Wednesday, June 13, 2012

Needle and Thread

I love to hold a needle and thread in my hands.  I love the whir of the sewing machine and watching the needle punch through fabric with precision, leaving the trail of evenly spaced stitches in its wake.  My grandmother took up needle and thread and supported her family through the last Great Depression and I wish I could do that for my family during this new depression we're experiencing.
She made all of my clothes until I learned to sew in high school.  They were so lovely, of course I never fully appreciated them, though I did realize how beautiful they were, and how unique.  Twice a year we had the fittings. Hot and muggy August evenings before the start of school I had to try on every garment still bristling with pins. I stood patiently on a chair as she measured hems and adjusted armholes and collars, my family surrounding us in the living room of her tiny apartment. The entire tableau repeated mid-winter for my spring wardrobe.  I must admit that I inherited her attention to detail and technique.  Sewing was an exercise in focused attention with no distraction allowed or tolerated.

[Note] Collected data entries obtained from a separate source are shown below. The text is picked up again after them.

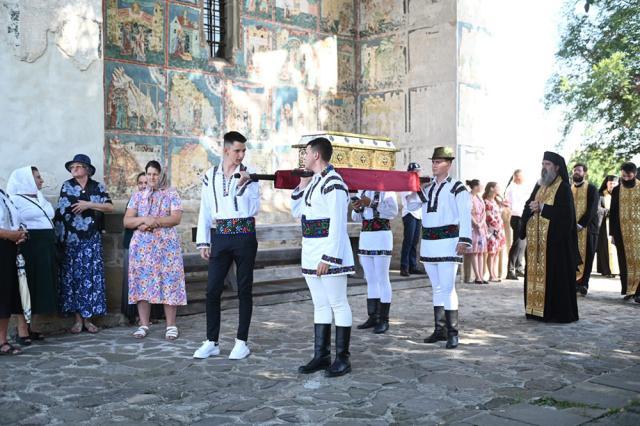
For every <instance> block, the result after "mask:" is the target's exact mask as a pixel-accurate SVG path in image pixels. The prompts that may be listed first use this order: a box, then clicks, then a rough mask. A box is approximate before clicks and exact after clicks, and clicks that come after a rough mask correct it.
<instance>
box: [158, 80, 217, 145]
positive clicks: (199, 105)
mask: <svg viewBox="0 0 640 426" xmlns="http://www.w3.org/2000/svg"><path fill="white" fill-rule="evenodd" d="M169 130H170V131H171V132H172V133H173V134H175V135H197V136H199V135H207V136H213V137H216V136H219V135H220V132H221V130H222V84H221V81H220V79H219V78H218V77H216V76H213V75H209V74H198V73H183V72H178V71H171V72H170V74H169Z"/></svg>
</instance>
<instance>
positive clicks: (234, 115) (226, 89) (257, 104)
mask: <svg viewBox="0 0 640 426" xmlns="http://www.w3.org/2000/svg"><path fill="white" fill-rule="evenodd" d="M270 106H271V105H270V100H269V92H268V91H267V90H265V88H264V87H255V86H249V85H245V84H233V83H231V82H229V83H228V84H227V88H226V111H225V124H226V128H227V129H229V130H236V131H238V132H240V133H242V134H243V135H245V136H247V138H249V139H253V140H263V139H266V138H267V137H268V135H269V129H270V127H271V115H270V110H271V108H270Z"/></svg>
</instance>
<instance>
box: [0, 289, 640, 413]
mask: <svg viewBox="0 0 640 426" xmlns="http://www.w3.org/2000/svg"><path fill="white" fill-rule="evenodd" d="M425 283H426V280H409V281H406V280H405V281H398V282H395V283H394V287H395V292H394V303H393V304H392V312H391V316H392V321H391V329H390V330H389V332H388V333H387V334H386V335H374V334H372V333H371V332H369V331H361V330H355V329H354V331H353V337H352V347H351V353H352V365H353V373H352V374H350V375H347V376H345V377H341V378H336V379H326V378H324V377H323V375H322V374H321V373H316V374H313V375H310V376H303V375H298V374H297V373H296V368H297V366H298V365H300V364H302V363H304V362H306V361H308V359H309V357H310V355H311V343H312V342H311V338H312V337H311V333H312V318H313V316H312V304H311V302H310V301H309V300H308V297H306V298H304V300H301V301H292V302H278V301H277V300H274V301H272V303H273V304H270V305H266V306H256V307H255V309H254V316H253V324H252V329H251V338H250V346H251V349H252V351H253V353H252V355H251V356H250V357H249V358H247V359H245V360H242V361H230V360H228V359H226V358H225V357H217V358H210V359H208V360H194V359H192V358H191V355H192V353H193V351H194V350H195V349H196V348H197V347H198V345H199V343H200V341H201V340H202V339H203V333H204V315H194V316H189V317H181V318H179V326H180V327H181V333H182V335H181V337H180V339H178V340H177V341H176V342H174V343H170V342H166V341H164V340H163V339H162V336H163V333H162V331H163V327H162V324H158V325H155V326H153V327H152V331H151V334H150V336H149V337H147V338H146V339H144V340H142V341H137V340H134V339H133V338H132V337H130V333H131V332H132V331H133V329H131V328H122V327H118V328H111V329H107V330H103V331H102V332H101V333H99V334H98V335H95V336H93V335H89V334H86V333H84V334H82V335H80V336H72V335H62V336H52V337H49V338H48V339H47V340H46V341H45V343H43V344H37V345H33V346H31V347H29V348H27V349H26V350H25V354H23V355H21V356H18V357H1V358H0V423H4V424H47V423H51V424H62V423H73V424H100V425H104V424H112V423H113V424H115V423H118V424H162V425H169V424H182V423H195V424H225V423H239V424H242V423H244V424H253V423H323V424H336V423H345V424H387V423H401V424H416V423H420V424H434V423H457V424H473V425H508V424H512V425H517V424H536V425H577V424H617V425H620V424H622V425H624V424H629V425H631V424H633V425H637V424H640V397H639V392H640V364H639V360H640V345H639V343H640V332H639V331H638V324H639V323H638V318H639V316H640V305H638V304H636V303H633V302H622V300H621V297H620V295H619V288H620V284H619V281H617V280H605V279H599V278H598V279H594V280H593V284H592V287H593V288H592V291H591V293H590V294H589V296H588V297H587V298H580V299H579V304H580V317H581V320H580V321H579V322H577V323H574V324H569V325H549V324H542V323H539V322H537V321H527V320H526V319H525V318H524V315H523V307H522V284H521V283H516V282H513V281H507V282H504V283H501V284H491V285H486V286H478V285H473V284H460V285H459V286H458V289H459V295H460V301H461V308H460V319H461V346H460V347H459V348H458V350H445V349H444V347H443V344H440V345H427V344H424V343H422V339H423V338H424V337H425V335H427V334H428V333H429V332H430V330H431V327H432V316H433V315H432V312H433V310H432V307H431V305H430V300H431V289H430V288H429V287H428V286H425ZM364 292H365V288H364V287H363V286H354V287H351V288H350V293H351V294H352V295H351V297H350V300H351V306H352V309H353V311H354V323H357V322H359V321H361V320H363V319H364V316H365V306H364V305H365V296H364ZM303 294H306V293H303ZM299 298H301V299H303V298H302V297H299ZM280 300H286V298H282V297H281V299H280ZM236 321H237V310H236V309H229V310H226V311H224V312H223V322H224V324H223V327H222V336H223V337H222V341H221V346H222V351H223V354H224V355H228V353H229V351H230V350H231V347H232V345H233V337H234V334H235V333H234V330H235V324H236Z"/></svg>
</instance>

Although I spent nearly every weekend and holiday with my grandmother, I was never with her while my wardrobe was under construction.  I still consider sewing a solitary pursuit.  
Although I don't presently sew my own clothing I still love to make things out of fabric with needle and thread.
In bocca al lupo. m


  1. Lovely! Very mood-setting, I can almost smell the warmth of fabric being pressed into shape, feel the mild dizziness I endured when standing on the table top while my mother pinned the hem of my skirts into place.//And then the pay-off: that gorgeous quilt. I hope someone with lots of money offers you what it's worth - if you can bear to sell it! m-e

  2. And always the hidden and forgotten pin in the seam just waiting for the proper moment to strike! Thank you, so much. mgb

  3. I somehow missed this. Beautifully worded, beautiful photos to go with it. Such a talent you have in so many things.